5.1. Alluxio Cache Service

A common optimization to improve Presto query latency is to cache the working set to avoid unnecessary I/O from remote data sources or through a slow network. This section describes different options to leverage Alluxio as a caching layer for Presto.

Using Alluxio File System

Presto can easily use Alluxio as a distributed caching file system on top of persistent storages, including file systems like HDFS or object stores like AWS S3, GCP, Azure blob store. Users may either preload data into Alluxio using Alluxio command-lines before running Presto queries, or simply rely on Alluxio to transparently cache the most recently or frequently accessed data based on the data access pattern.

To connect Presto to an Alluxio file system, Hive connector is used to query a Hive metastore where its tables pointing to alluxio:// address. Refer to the Hive Connector documentation to learn how to configure Alluxio file system in Presto.

Using Alluxio Structured Data Service

In addition to caching data as a file system, Alluxio can further provide data abstracted as tables and via the Alluxio Structured Data Service. The Alluxio catalog is the main component responsible for managing the structured data metadata, and caching that information from the underlying table metastore (such as Hive Metastore). After an existing table metastore is attached to the Alluxio catalog, the catalog will cache the table metadata from the underlying metastore, and serve that information to Presto. When Presto accesses the Alluxio catalog for table metadata, the Alluxio catalog will automatically use the Alluxio locations of the files, which removes the need to modify any locations in the existing Hive Metastore. Therefore, when Presto is using the Alluxio catalog, the table metadata is cached in the catalog, and the file contents are cached with Alluxio’s file system caching.

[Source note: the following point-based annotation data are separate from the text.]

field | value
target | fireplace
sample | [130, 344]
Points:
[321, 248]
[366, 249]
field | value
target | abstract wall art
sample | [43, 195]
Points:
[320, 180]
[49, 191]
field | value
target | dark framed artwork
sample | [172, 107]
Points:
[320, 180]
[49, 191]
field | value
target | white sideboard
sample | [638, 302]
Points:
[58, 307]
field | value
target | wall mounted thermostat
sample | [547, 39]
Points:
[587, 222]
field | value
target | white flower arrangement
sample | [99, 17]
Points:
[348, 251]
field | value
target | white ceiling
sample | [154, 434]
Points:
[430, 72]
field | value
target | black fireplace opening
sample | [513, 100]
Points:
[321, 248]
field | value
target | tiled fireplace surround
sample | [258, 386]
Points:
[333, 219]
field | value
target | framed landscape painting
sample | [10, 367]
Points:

For example, a user can attach an existing Hive Metastore to the Alluxio catalog:

  1. ./bin/alluxio table attachdb hive thrift://METASTORE_HOSTNAME:9083 hive_db_name

Then configure a Presto catalog to connect to the Alluxio catalog:

  1. connector.name=hive-hadoop2
  2. hive.metastore=alluxio
  3. hive.metastore.alluxio.master.address=ALLUXIO_HOSTNAME:19998

Now, Presto queries can utilize both the file caching and structured data caching provided by Alluxio. Please read Hive Connector for more details.